At the time of first writing another example of Ops acting like the fire department was we had a situation that put the fire department mentality to the test. We received an email around a problem that had been kicking around with others for two days. At first pass it didn’t sound like it was much to do with our group however it didn’t feel right. We were not sure what was going on so we made the decision to mobilise to rule anything out. It was the right decision. The lead of our incident recovery call confirmed after a few hours that there was a problem, identified the upstream service, and got the right people engaged to solve the issue. The same type of thing could have come in and been nothing. Many times it is nothing. By mobilising we headed off a potentially worse problem.

In that group back in 2016 my manager at the time gave me a baseball bat that I kept at my desk.  He used to use it when talking to people to tell them if they ran into issues he could help with getting things done.  He gave it to me in a very public way to show my team I could do the same for them.
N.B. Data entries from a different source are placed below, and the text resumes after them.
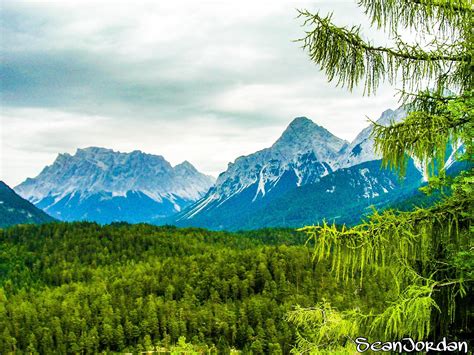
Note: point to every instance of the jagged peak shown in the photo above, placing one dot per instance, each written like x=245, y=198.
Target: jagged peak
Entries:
x=185, y=165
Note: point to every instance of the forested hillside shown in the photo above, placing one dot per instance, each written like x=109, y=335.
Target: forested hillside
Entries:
x=80, y=287
x=16, y=210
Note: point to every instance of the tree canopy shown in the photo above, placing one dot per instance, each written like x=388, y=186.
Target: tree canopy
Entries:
x=428, y=253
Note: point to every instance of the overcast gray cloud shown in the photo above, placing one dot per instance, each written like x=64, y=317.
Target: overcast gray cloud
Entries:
x=203, y=81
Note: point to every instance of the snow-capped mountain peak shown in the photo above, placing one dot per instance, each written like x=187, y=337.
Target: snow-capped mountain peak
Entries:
x=303, y=154
x=103, y=174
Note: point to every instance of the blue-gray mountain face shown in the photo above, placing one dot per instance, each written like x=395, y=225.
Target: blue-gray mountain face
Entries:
x=307, y=175
x=101, y=185
x=16, y=210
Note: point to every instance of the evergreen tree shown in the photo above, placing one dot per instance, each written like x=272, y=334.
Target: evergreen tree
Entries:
x=427, y=254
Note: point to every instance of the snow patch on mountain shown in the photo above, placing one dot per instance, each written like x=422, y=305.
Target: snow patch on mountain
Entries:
x=103, y=173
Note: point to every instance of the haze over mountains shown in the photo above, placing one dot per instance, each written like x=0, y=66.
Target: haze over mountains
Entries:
x=105, y=186
x=270, y=187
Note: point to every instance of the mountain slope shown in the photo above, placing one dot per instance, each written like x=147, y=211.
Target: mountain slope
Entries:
x=102, y=185
x=362, y=147
x=302, y=155
x=307, y=175
x=16, y=210
x=342, y=197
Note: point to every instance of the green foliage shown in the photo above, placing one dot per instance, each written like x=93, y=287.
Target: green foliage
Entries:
x=86, y=288
x=428, y=252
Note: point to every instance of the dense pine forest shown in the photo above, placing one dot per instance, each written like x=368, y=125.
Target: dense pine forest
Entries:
x=86, y=288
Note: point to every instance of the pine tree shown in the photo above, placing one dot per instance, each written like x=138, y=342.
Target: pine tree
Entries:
x=427, y=253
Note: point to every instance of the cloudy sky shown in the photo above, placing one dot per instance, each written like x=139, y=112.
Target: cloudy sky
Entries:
x=204, y=81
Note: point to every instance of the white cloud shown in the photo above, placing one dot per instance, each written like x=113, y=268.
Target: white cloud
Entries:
x=200, y=81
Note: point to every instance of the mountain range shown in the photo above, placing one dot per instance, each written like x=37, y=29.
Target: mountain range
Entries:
x=106, y=186
x=307, y=175
x=16, y=210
It was an important symbolic gesture. I never really used it but it was nice to roll around on the floor or otherwise fidget with it during a long incident. When I moved out of that operations group to a more delivery role the person who took over from me was a good friend of mine.  I made a very public hand over to him of the same bat. When still doing day to day operations stuff I had been meaning to get around to buying a fire hat. I feel that is more appropriate token to have around. Now a days its less appropriate since I am not doing operations / application support.